Capitalizing on those fears, socialist wacko Bernie Sanders has proposed the “American AI Sovereign Wealth Fund Act” — which has grabbed headlines for claiming it will raise $7 billion and distribute thousands of dollars to every American.

It’s a pie-in-the sky scheme, doomed from the start. Not least because it would force all major AI companies to hand 50% of their equity over to the federal government! Savvy Silicon Valley bosses have wasted no time in finding clever ways around it.

Earlier this week, investors and the CEO of Altimeter Capital, Brad Gerstner, floated an alternative. They propose key players in AI voluntarily giving up a much smaller stake in their companies, which the federal government could then distribute to the people.

In an interview on CNBC this week, Gerstner even said he’s already spoken with the top players: xAI’s Elon Musk, OpenAI’s Sam Altman and Anthropic’s Dario Amodei (although he didn’t reveal what they’d told him about participating).

The proposal is being sold as a capitalist response to a socialist solution, but still sets alarm bells ringing. Sensible people don’t feel the federal government should play a larger role in distributing wealth than they already do, an amount in the trillions each year — something Trump’s second term has been all about reigning in — and that’s before even thinking about how many billions are lost to fraud.

It would also set a terrible precedent, taking the country’s most successful companies —the backbone of the current record-setting stock market — and expecting them to restructure, simply to assuage a little public anger.

“It’s voluntary now but it accepts the premise that big businesses should restructure their operations to appease the masses,” Nathan Leamer, executive director of Build American AI, cautioned me.

Sanders’ premise is, of course, deeply rooted in Marxist theories — he argues in his new bill that because the large datasets which train AI are based on scanning all available human knowledge from scraping the internet and scanning books, that everyone had a hand in building it and should be entitled to a piece.

But the hard work and risk-taking, intricate programming and building out the technology to actually put all that knowledge to use aren’t public property, it’s entirely private enterprise.

Sovereign wealth funds have traditionally been used to manage revenues from natural resources like oil, gas and mined minerals. Treating AI as a public asset effectively hands over all the intellectual property which went into building it over to the state.
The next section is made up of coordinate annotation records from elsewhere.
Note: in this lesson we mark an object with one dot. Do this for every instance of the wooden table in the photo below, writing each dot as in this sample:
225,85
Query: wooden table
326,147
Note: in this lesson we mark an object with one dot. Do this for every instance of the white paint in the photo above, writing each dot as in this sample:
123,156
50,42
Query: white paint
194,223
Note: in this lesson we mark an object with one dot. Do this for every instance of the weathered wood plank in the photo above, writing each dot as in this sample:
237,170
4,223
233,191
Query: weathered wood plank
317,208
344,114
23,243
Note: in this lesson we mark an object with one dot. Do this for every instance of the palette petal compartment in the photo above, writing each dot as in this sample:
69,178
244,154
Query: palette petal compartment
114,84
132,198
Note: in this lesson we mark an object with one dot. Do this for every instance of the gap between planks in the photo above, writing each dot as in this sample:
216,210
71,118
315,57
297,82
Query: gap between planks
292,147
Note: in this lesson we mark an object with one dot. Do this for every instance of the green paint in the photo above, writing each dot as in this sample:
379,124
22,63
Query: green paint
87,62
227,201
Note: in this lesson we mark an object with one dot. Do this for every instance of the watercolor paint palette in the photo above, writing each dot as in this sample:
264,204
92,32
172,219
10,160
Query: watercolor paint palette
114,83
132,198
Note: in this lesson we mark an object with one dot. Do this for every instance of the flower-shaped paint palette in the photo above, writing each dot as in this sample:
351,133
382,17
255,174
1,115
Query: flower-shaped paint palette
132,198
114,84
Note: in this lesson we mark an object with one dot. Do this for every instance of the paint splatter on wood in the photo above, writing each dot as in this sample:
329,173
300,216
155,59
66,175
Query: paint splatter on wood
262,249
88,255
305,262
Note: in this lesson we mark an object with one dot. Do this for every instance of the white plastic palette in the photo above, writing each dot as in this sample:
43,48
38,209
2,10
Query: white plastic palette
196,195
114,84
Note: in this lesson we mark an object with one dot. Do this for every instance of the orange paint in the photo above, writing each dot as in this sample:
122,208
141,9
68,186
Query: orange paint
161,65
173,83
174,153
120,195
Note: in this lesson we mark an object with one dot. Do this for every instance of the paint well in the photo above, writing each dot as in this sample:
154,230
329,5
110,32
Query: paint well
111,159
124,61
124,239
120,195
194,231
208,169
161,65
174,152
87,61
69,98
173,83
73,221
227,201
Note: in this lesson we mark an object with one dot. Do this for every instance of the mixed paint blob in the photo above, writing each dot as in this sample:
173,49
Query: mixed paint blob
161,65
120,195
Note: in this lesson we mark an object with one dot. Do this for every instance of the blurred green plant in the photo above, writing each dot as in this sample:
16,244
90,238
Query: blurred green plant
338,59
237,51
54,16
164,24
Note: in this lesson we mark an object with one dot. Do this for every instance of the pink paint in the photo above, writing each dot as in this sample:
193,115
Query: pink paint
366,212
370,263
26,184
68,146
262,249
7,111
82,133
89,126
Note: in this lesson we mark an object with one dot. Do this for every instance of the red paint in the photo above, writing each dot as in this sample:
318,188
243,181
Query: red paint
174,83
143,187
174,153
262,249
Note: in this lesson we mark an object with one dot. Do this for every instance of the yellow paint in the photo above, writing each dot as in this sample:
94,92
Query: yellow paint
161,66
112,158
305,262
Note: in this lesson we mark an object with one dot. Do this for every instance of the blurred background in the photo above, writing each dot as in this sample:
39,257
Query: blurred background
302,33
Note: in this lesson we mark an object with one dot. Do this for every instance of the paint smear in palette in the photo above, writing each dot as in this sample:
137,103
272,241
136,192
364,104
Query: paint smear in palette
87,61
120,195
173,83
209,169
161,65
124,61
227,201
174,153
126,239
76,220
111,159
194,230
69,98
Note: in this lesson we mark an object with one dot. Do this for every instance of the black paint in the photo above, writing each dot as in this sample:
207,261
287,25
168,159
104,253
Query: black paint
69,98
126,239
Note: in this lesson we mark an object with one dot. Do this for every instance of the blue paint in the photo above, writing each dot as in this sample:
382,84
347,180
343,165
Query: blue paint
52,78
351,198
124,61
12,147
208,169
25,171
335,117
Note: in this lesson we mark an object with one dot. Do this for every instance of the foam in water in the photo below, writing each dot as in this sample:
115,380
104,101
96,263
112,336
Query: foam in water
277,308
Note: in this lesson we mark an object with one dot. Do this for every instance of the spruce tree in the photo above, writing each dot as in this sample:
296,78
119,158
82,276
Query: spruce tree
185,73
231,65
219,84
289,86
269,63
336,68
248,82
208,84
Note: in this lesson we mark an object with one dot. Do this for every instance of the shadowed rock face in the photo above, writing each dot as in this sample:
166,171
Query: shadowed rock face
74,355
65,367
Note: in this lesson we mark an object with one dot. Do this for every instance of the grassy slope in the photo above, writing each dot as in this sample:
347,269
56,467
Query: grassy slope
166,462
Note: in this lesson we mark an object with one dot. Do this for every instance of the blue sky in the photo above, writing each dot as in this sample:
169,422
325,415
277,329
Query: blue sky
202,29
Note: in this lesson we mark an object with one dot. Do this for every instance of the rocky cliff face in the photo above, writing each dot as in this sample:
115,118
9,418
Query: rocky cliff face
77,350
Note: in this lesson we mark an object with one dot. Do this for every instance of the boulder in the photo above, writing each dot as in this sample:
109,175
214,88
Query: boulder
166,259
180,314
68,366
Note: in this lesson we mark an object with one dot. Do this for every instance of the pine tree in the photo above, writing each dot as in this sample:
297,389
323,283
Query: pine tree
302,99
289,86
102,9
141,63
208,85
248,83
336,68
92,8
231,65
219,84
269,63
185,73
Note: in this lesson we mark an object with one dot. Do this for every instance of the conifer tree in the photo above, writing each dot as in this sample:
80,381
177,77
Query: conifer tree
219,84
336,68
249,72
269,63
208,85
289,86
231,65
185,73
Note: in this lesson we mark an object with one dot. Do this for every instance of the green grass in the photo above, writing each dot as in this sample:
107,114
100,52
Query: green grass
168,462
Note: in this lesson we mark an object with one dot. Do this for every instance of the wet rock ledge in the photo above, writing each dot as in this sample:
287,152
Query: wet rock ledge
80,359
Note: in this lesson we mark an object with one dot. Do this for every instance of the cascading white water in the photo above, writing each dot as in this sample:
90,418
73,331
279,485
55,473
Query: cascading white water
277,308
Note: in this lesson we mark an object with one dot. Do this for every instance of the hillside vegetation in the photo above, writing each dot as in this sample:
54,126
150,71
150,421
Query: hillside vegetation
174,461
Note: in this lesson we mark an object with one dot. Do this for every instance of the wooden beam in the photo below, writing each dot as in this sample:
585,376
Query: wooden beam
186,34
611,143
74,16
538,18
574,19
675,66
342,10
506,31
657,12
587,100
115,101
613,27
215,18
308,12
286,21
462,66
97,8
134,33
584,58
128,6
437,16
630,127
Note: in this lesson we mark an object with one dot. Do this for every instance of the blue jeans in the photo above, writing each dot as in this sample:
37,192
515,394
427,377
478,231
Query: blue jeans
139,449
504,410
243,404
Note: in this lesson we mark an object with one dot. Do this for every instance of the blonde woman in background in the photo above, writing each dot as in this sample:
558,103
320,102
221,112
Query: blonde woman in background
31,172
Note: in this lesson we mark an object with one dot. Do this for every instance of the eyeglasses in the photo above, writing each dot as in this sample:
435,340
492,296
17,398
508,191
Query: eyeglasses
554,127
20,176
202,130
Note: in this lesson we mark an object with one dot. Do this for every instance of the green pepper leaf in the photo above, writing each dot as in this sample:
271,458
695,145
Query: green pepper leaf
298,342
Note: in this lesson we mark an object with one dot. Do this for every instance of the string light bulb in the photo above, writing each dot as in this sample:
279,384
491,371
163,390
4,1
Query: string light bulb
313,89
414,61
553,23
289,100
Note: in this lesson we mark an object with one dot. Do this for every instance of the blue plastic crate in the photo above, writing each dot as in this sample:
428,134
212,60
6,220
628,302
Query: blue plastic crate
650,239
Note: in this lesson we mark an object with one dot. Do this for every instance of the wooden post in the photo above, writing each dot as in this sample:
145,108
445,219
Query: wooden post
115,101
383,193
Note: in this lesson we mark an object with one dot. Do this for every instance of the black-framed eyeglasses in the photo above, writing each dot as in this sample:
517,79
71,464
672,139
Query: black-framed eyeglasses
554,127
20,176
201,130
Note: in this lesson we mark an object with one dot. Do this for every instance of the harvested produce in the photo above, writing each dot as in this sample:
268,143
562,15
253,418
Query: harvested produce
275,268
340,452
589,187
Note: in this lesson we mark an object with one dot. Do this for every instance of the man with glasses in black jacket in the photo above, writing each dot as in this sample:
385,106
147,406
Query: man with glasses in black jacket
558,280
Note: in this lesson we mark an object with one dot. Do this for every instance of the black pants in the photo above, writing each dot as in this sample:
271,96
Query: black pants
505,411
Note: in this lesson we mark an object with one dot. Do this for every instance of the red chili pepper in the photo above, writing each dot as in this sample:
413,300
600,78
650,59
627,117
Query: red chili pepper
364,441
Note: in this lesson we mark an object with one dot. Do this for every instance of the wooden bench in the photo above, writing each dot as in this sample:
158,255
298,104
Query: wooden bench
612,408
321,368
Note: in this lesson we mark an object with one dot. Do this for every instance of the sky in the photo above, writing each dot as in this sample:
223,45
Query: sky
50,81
The proposal also raises a deeper concern, because it works both ways: what happens when an AI company suddenly requires help from the government?

For companies like OpenAI — burning through hundreds of billions of dollars while generating only a fraction of that in revenue — a deal with the government could actually be a lifeline. It could quickly go from wealth-sharing to the government bailing out, or politically protecting, these companies.

It would also inevitably lead to an even greater coziness between [big business and big government.](https://nypost.com/2025/03/27/opinion/how-trump-caught-big-government-fans-in-their-own-trap/)

Is it wise for Washington to go from a neutral regulator to having a vested interest in a series of companies they oversee, to grow their massive valuations even further? Surely, this would stifle competitors and up-and-coming innovators, stagnating advancement and creating monopolies?

The impulse to give Americans a stake in the future is understandable. And as AI companies are creating tremendous amounts of wealth for a handful of people, there is a great instinct to give back. But they should do so at the private level — investing in job training programs, giving a local dividend to communities impacted by data centers, and improving local infrastructure where the companies operate.

Silicon Valley can easily and more efficiently give back without the federal government’s grubby hands getting in the cookie jar. Nobody from either party could say with a straight face the government is efficient.

Embracing a fusion of state power and corporate dependence, like we see in China, only comes at the expense of the free market, and then, individual freedoms.